Quelle pagine (ricordo le lessi in aereo durante un volo a dir poco burrascoso) emanavano un dolore così forte da non poterlo non solo discutere, ma nemmeno assimilare. La spudoratezza, quasi la tracotanza con cui l’autore l’ha esposto (come si esponevano i figli illegittimi, non come si espone un quadro) ne provocavano l’autocombustione. Rimaneva lo sconcerto, ma la lingua – lì, in quel rogo – non riproduceva che se stessa e, paradossalmente, tanto più vita c’era in quella estroflessione della morte, tanto più muta riusciva la comunicazione. Ne seguirono, in me, lente riflessioni, un grande silenzio e una sorda aspettativa al varco.
Tonon ricompare ora, qualche mese fa, con I circuiti celesti (66thand2nd, 2013), un libro strano. La prima osservazione, di copertina, è che stavolta il centro è spostato dal sé all’altrove. C’è un soggetto. Non una trama. Un soggetto, un uomo prima vivo e poi morto, presto, secondo i canoni dell’attualità. Un uomo, un ragazzo pubblico. Insomma, una biografia, forse l’ultima cosa che ti aspetti dagli ego ingombranti.
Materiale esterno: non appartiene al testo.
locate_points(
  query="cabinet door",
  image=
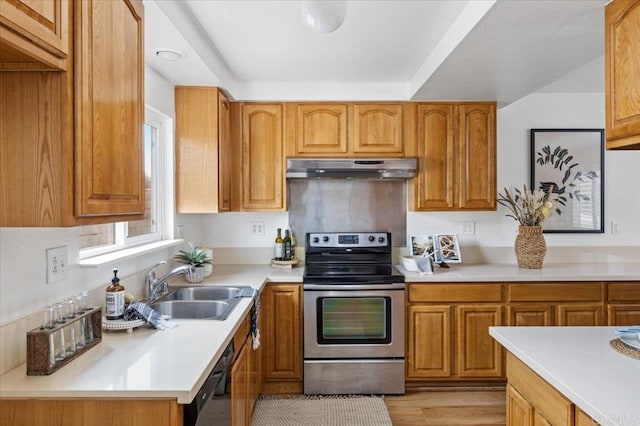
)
(622, 66)
(224, 153)
(434, 185)
(109, 113)
(580, 314)
(283, 332)
(263, 177)
(37, 29)
(530, 315)
(239, 389)
(623, 315)
(429, 341)
(197, 149)
(478, 354)
(519, 410)
(321, 129)
(376, 129)
(477, 156)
Della morte di Marco Simoncelli tutti sanno tutto, ovvero niente. Nel mondo odierno è impossibile proteggersi dalle informazioni, quanto è sempre più impervio sapere una qualunque cosa. Anche chi come me aborre la velocità, e quindi mantiene un certo distacco dai motori in genere, non ha potuto evitare di soffermarsi sull’istante (perché è solo un istante) in cui quel ragazzo corazzato è passato dal movimento alla stasi. Dicono spesso che in questo paese ci si sente parte di qualcosa solo quando l’Italia non fa troppo schifo ai mondiali. Secondo me qui (e qui ormai vuol dire tutto) ci si sente qualcosa solo quando si vede qualcuno che crepa. La potenza simbolica della morte è ormai una delle poche a sorgere effetti collettivi, se non di massa. Una potenza che non sfugge a Tonon, che su quel simbolo si cauterizza. Il suo “dovere” biografico lo fa. Racconta la storia di quello che c’è stato attorno a quel ragazzo e abbozza, con empatia, un’ipotesi del suo dentro. Ci mette qualche patetismo di troppo, a mio gusto, ma il risultato è senza dubbio qualcosa di vivente. E poi, complice quella stessa lingua carica e sottratta, sembra mettere ferita su ferita, sangue su sangue, specchiando il suo essere terrigno con quello del centauro ormai, fin dal titolo, assoldato tra gli angeli. Una strana coppia per un libro che provoca reazioni opposte. Ora di aderenza, ora di distacco. La prosa guerriera che tenta di maneggiare uno scricciolo con una delicatezza che non può appartenergli. Ma anche l’assoluta generosità dello slancio.
Leggo proprio ora che qualcuno lo vorrebbe allo Strega. Cose che riguardano la potestas temporale dell’editoria, più che la letteratura. Dal punto di vista spirituale, mi felicito di questa battaglia. Ma il vero difficile secondo libro di Tonon, credo sia ancora scritto nell’inferno dell’attesa.